Span names worth knowing:
summarize_video_with_vlm,summarize_video_external_api, anduse_case.extract_claimswrap the model service inference paths. Their durations are the single best signal for "are the models running."- Backend HTTP request spans come from the OpenTelemetry
Fastify and HTTP auto-instrumentation and follow the standard
{HTTP method} {route}naming (for exampleGET /api/videos/:id). Custom domain spans on the backend use task-prefixed names such asrbac.buildAbilities,rbac.authorize,sharing.fork, andvideo-access.resolve. - BullMQ activity is not span-traced today; watch the
queue.job.submittedcounter andqueue.job.durationhistogram defined inserver/src/metrics.tsfor throughput and latency. Rising durations or long gaps in submissions indicate worker starvation or model-service backpressure.
Metrics
The backend exposes counters and histograms via its OTLP
exporter; the instrument names below are the OpenTelemetry
names declared in server/src/metrics.ts. When exported to
Prometheus, dots become underscores and counters gain a
_total suffix (so api.requests surfaces as
api_requests_total). The high-signal ones for operators are:
| Metric | What it measures |
|---|---|
api.request.duration | Per-route request latency histogram (unit: ms) |
api.requests | Per-route 2xx vs 4xx vs 5xx counter |
fovea.rbac.check.duration | Per-permission RBAC evaluation latency (unit: ms) |
queue.job.duration | Per-queue (video-summarization, claim-extraction, etc.) job timing |
queue.job.submitted | Per-queue success vs failure counter (emitted on completed/failed events with a status attribute) |
model.service.duration | End-to-end latency of backend-to-model-service calls (unit: ms) |
model.service.requests | Backend-to-model-service request counter |
The model service emits the OTel resource metric set plus
process metrics through opentelemetry.instrumentation.fastapi.

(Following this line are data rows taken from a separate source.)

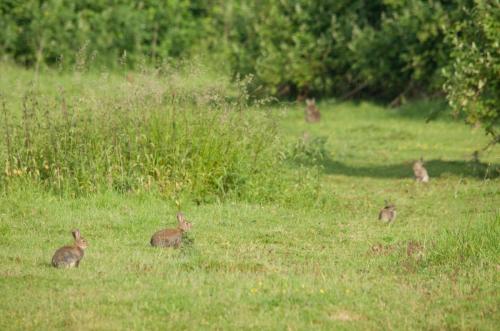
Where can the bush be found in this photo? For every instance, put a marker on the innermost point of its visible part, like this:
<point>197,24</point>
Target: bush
<point>147,132</point>
<point>36,31</point>
<point>473,76</point>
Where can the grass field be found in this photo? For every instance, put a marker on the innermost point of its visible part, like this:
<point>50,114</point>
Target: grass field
<point>274,266</point>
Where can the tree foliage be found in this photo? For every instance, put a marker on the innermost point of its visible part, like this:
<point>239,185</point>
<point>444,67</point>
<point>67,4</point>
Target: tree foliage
<point>383,49</point>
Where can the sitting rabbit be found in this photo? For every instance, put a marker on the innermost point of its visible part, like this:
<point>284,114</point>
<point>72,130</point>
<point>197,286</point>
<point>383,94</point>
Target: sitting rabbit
<point>420,172</point>
<point>171,237</point>
<point>71,255</point>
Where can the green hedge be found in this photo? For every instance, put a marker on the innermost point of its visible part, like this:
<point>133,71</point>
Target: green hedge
<point>383,49</point>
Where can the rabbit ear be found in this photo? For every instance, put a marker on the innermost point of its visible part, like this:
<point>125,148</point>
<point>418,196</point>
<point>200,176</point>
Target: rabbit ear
<point>76,234</point>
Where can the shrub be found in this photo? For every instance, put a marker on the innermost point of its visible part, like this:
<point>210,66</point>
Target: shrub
<point>473,76</point>
<point>147,132</point>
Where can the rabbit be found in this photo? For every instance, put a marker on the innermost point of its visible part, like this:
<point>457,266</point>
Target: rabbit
<point>388,213</point>
<point>71,255</point>
<point>420,172</point>
<point>312,112</point>
<point>171,237</point>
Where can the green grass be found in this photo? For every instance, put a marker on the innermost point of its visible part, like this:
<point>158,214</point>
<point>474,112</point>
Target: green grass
<point>278,266</point>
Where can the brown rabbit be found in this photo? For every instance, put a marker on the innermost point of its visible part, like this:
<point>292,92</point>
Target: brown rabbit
<point>71,255</point>
<point>420,172</point>
<point>312,112</point>
<point>171,237</point>
<point>388,213</point>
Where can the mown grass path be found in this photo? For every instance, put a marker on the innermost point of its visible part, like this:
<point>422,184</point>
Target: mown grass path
<point>278,268</point>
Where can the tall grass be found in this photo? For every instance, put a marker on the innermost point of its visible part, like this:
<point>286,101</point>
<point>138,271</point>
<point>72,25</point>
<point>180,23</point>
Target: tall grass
<point>172,131</point>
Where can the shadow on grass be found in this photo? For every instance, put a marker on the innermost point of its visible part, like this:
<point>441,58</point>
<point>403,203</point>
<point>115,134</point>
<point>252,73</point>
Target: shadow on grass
<point>436,168</point>
<point>425,110</point>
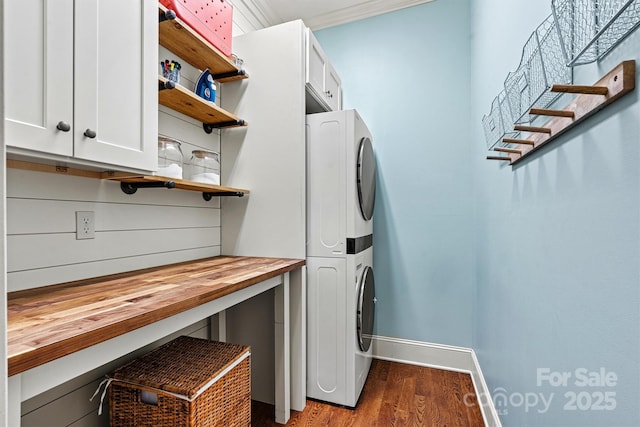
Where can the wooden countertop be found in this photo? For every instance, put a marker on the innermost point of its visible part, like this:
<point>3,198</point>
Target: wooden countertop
<point>54,321</point>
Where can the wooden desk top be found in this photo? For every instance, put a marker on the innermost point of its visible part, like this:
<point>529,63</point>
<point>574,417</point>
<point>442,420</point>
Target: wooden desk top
<point>54,321</point>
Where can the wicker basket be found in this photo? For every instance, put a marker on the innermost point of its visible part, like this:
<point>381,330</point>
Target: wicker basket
<point>589,29</point>
<point>186,382</point>
<point>542,65</point>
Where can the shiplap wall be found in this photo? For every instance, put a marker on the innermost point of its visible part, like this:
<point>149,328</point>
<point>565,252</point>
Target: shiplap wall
<point>152,227</point>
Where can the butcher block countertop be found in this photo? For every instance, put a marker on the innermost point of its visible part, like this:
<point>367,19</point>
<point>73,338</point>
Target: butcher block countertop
<point>54,321</point>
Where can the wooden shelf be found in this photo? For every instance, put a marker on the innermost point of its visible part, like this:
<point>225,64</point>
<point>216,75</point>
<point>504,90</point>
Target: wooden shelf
<point>186,102</point>
<point>179,38</point>
<point>133,182</point>
<point>591,99</point>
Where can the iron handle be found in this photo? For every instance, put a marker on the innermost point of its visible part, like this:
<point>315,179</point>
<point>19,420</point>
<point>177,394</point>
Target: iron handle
<point>63,126</point>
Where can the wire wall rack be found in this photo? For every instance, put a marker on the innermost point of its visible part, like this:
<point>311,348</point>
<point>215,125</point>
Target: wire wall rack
<point>577,32</point>
<point>589,29</point>
<point>541,66</point>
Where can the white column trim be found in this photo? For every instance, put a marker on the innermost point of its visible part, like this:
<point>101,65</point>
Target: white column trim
<point>439,356</point>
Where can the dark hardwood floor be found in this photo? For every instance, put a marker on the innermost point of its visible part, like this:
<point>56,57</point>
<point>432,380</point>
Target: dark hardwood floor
<point>395,394</point>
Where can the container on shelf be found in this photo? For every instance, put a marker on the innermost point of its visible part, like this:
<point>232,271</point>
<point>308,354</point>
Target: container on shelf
<point>589,29</point>
<point>498,123</point>
<point>542,65</point>
<point>205,167</point>
<point>170,159</point>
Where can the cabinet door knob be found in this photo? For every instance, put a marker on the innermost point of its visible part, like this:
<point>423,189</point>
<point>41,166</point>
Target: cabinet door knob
<point>63,126</point>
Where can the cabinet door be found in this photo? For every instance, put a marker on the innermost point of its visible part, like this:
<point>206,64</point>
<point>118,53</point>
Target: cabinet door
<point>316,60</point>
<point>116,89</point>
<point>332,88</point>
<point>39,74</point>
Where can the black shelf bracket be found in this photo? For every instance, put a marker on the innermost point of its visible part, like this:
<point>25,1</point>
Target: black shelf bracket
<point>166,85</point>
<point>132,187</point>
<point>209,127</point>
<point>169,15</point>
<point>228,74</point>
<point>209,195</point>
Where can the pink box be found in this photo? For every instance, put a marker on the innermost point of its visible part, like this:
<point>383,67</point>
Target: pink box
<point>212,19</point>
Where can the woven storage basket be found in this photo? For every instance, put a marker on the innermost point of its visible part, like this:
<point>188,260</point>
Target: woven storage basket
<point>186,382</point>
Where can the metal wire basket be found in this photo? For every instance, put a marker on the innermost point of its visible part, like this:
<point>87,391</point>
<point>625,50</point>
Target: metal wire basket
<point>541,66</point>
<point>589,29</point>
<point>499,122</point>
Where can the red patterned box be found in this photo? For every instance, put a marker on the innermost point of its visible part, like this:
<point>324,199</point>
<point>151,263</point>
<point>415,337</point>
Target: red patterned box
<point>212,19</point>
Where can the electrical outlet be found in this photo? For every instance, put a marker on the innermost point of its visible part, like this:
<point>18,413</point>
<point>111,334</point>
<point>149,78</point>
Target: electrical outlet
<point>85,225</point>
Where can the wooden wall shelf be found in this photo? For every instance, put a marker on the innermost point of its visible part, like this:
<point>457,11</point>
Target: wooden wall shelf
<point>186,102</point>
<point>179,38</point>
<point>591,99</point>
<point>133,181</point>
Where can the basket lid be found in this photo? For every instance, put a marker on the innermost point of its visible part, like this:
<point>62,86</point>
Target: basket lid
<point>183,366</point>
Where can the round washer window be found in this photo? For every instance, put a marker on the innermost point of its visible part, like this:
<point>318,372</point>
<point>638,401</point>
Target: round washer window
<point>366,308</point>
<point>366,178</point>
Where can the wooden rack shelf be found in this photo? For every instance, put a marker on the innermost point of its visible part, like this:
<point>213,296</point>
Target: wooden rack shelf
<point>179,38</point>
<point>591,99</point>
<point>130,183</point>
<point>186,102</point>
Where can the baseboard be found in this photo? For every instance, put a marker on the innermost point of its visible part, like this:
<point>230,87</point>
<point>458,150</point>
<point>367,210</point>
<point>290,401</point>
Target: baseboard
<point>439,356</point>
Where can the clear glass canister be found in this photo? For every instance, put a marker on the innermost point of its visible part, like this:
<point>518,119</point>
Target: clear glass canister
<point>205,167</point>
<point>170,159</point>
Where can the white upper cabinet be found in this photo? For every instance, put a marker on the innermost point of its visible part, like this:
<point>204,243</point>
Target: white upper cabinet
<point>82,80</point>
<point>324,90</point>
<point>38,75</point>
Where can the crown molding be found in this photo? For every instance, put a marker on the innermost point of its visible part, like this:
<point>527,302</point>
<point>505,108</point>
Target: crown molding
<point>363,10</point>
<point>257,11</point>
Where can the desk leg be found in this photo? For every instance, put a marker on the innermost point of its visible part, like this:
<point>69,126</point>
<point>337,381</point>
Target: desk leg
<point>222,326</point>
<point>282,356</point>
<point>14,403</point>
<point>298,301</point>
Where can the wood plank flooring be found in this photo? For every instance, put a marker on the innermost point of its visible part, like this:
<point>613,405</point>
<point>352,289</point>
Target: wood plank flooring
<point>395,394</point>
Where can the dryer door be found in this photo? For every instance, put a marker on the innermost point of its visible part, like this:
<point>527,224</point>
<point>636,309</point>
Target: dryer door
<point>366,308</point>
<point>366,178</point>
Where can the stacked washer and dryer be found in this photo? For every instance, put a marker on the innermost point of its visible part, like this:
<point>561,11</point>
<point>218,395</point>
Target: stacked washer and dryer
<point>340,284</point>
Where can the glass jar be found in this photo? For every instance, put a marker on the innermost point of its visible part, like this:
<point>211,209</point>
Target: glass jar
<point>170,160</point>
<point>205,167</point>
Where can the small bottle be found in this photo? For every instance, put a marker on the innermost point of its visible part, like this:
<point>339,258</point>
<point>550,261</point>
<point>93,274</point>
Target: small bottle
<point>205,167</point>
<point>170,159</point>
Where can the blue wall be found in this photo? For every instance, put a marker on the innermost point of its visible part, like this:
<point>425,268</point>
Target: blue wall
<point>537,267</point>
<point>407,73</point>
<point>558,242</point>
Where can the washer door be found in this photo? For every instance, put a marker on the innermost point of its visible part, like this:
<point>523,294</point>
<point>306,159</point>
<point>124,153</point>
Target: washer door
<point>366,308</point>
<point>366,178</point>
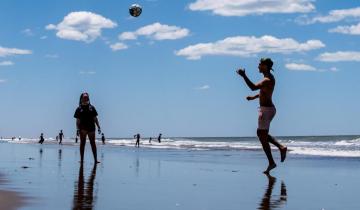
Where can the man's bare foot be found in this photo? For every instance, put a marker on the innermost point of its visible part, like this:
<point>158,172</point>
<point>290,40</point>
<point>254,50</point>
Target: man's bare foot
<point>283,153</point>
<point>270,167</point>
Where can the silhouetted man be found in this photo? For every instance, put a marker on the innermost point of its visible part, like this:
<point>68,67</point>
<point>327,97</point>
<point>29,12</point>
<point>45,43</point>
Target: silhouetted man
<point>159,138</point>
<point>41,138</point>
<point>137,144</point>
<point>61,136</point>
<point>103,138</point>
<point>267,109</point>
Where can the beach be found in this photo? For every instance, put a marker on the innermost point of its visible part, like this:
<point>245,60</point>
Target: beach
<point>49,176</point>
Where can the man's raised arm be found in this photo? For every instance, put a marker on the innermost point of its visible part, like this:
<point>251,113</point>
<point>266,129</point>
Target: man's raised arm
<point>250,84</point>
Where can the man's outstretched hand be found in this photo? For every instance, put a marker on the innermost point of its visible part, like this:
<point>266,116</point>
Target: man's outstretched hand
<point>241,72</point>
<point>250,98</point>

No application-defined counters yet; the route timings come
from the FastAPI instrumentation.
What to alert on
A minimal alert set that catches the failures operators have actually hit:
api.requests{status="5xx"}rate above zero for more than one minute. The backend should rarely 500; sustained 5xx almost always means Postgres or the model service is down.queue.job.durationp99 above the matching ceiling inMODEL_SERVICE_TIMEOUTS. If jobs are taking longer than the HTTP client allows, the user sees aMODEL_SERVICE_TIMEOUTerror toast.up{job="backend"}orup{job="model-service"}at zero. Standard liveness check; the health endpoints above feed this.- Disk free on the
STORAGE_PATHvolume. Uploaded videos are the largest persistent payload by far; an install that does not prune old videos fills its disk in months.
What is not instrumented
- Frontend page navigations and client-side errors. The React build does not ship with a JS error reporter; if you want one, add Sentry or LogRocket at the build step.
- Model VRAM and CPU. The model service does not export GPU
utilization. Use
nvidia-smior DCGM on the host instead. - Storage utilization per user or project. Total disk free is the only signal; per-tenant quotas are not enforced.